REPUBLIKA.CO.ID, JAKARTA – Pengamat politik Ryaas Rasyid mengatakan pemberlakukan otonomi daerah sejatinya bertujuan untuk memperkuat peranan pemerintah daerah (pemda), sehingga pemerintah pusat bisa berkonsentrasi dalam perannya di pentas global. “Pemerintah seharusnya menolak adanya upaya untuk penarikan kekuasaan dari daerah ke pusat, justru seharusnya pemda diberi kewenangan lebih, itu akan memberikan ruang lebih bagi pemerintah pusat untuk maju ke kancah global,” kata Ryaas ketika menjadi narasumber dalam seri Pengajian Ulul Albab ICMI ”Reformasi Birokrasi Antara Cita dan Realita”  di kediaman Ketua DPD RI/ Wakil Ketua Dewan Penasehat ICMI Pusat, Irman Gusman, di Jakarta, Senin malam.
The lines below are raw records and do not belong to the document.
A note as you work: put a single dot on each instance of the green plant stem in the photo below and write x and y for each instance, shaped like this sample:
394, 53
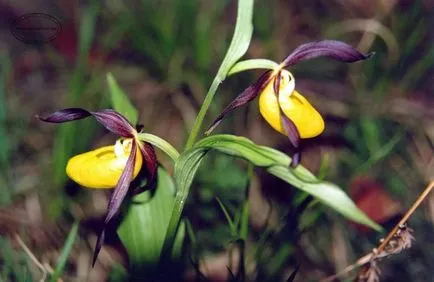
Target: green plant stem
160, 143
202, 112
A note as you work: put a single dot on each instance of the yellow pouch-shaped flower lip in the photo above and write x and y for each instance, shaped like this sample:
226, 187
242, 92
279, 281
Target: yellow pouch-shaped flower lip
102, 168
306, 118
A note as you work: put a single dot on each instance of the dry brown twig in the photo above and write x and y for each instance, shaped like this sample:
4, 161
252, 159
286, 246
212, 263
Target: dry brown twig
398, 239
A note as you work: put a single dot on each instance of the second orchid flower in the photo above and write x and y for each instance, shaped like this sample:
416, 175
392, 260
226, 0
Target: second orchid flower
110, 166
286, 110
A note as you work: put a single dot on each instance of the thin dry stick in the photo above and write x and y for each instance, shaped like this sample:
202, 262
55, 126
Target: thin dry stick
405, 218
365, 259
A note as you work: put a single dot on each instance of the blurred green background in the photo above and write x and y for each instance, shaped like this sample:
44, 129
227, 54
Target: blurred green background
378, 144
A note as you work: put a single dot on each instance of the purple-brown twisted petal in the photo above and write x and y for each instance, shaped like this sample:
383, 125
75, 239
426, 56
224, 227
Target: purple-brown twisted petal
110, 119
150, 159
117, 198
294, 137
327, 48
245, 97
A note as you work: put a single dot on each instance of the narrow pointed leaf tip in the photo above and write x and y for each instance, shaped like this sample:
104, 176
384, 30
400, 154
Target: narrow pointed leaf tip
327, 48
110, 119
245, 97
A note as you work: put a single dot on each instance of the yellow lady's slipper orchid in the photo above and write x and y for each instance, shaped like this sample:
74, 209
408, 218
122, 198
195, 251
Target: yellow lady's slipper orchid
284, 108
306, 118
102, 168
111, 166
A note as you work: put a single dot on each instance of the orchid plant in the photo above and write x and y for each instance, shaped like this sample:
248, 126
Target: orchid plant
283, 107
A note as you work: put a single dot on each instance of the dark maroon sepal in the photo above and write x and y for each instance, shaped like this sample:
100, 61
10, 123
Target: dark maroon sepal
150, 159
117, 198
111, 120
245, 97
327, 48
65, 115
115, 122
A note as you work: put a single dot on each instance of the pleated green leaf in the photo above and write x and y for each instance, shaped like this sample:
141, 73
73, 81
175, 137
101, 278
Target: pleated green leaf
144, 226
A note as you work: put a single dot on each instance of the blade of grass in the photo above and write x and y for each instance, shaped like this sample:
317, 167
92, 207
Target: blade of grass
66, 251
232, 226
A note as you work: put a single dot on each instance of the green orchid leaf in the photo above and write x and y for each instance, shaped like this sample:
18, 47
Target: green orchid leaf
120, 101
276, 163
253, 64
143, 228
161, 144
238, 47
65, 253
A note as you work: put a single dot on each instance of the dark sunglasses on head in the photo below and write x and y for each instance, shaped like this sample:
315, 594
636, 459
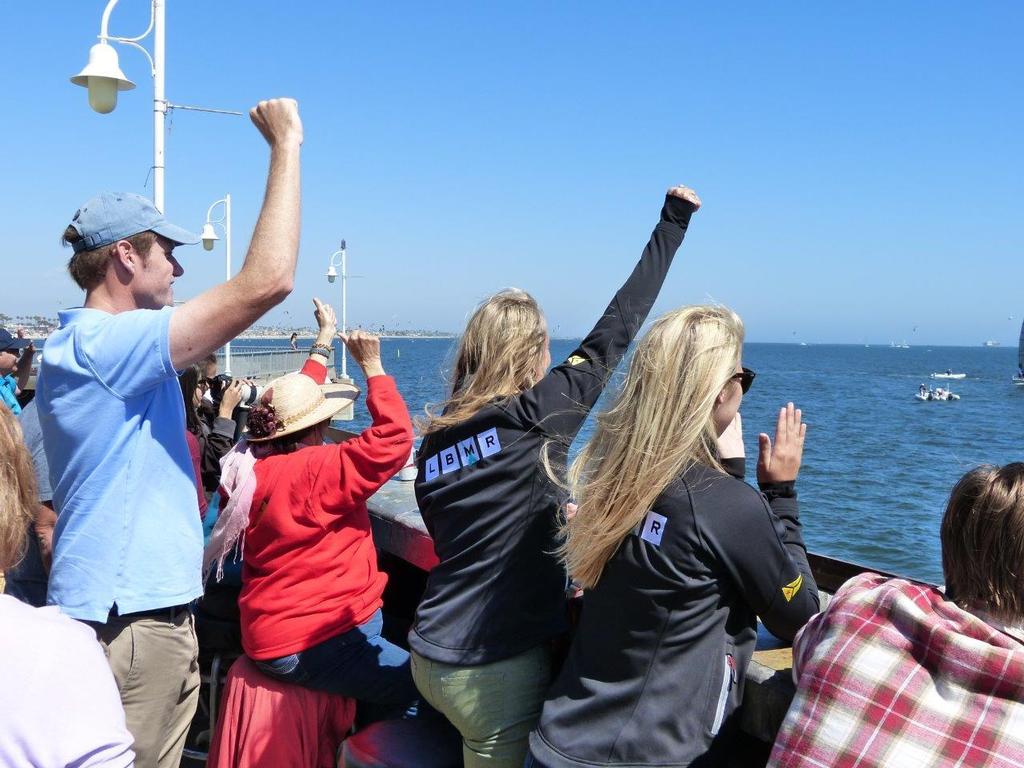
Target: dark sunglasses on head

Selalu Tersandera Modal Politik

Ryaas menilai otonomi daerah harus terus didukung karena hal tersebut sejalan dengan reformasi birokrasi yang dicita-citakan bangsa Indonesia. Namun, anggota Dewan Pertimbangan Presiden (Wantimpres) Bidang Reformasi Birokrasi itu menilai sistem pemilihan kepala daerah secara langsung perlu dikaji kembali karena justru menjadikan pelaksanaan sistem demokrasi di daerah selalu tersandera oleh modal politik.

“Pemilihan langsung di daerah itu merupakan bagian dari suksesnya pelaksanaan pilpres secara langsung, padahal daerah sendiri belum tentu mampu melaksanakannya,” kata anggota Dewan Penasehat ICMI Pusat ini.

Menurut Ryaas, proses pemilihan langsung kepala daerah telah menimbulkan dampak mahalnya biaya politik, sehingga rakyat yang selama ini sudah terbiasa dengan budaya politik uang tidak ada kesempatan untuk berubah.

“Argumentasi kasuistik semacam itu selalu batal oleh asumsi besar yang menjadikan demokrasi sebagai berhala, padahal kita juga harus mempertimbangkan persyaratan kondisional terhadap pelaksanaan demokrasi langsung itu sendiri,” katanya.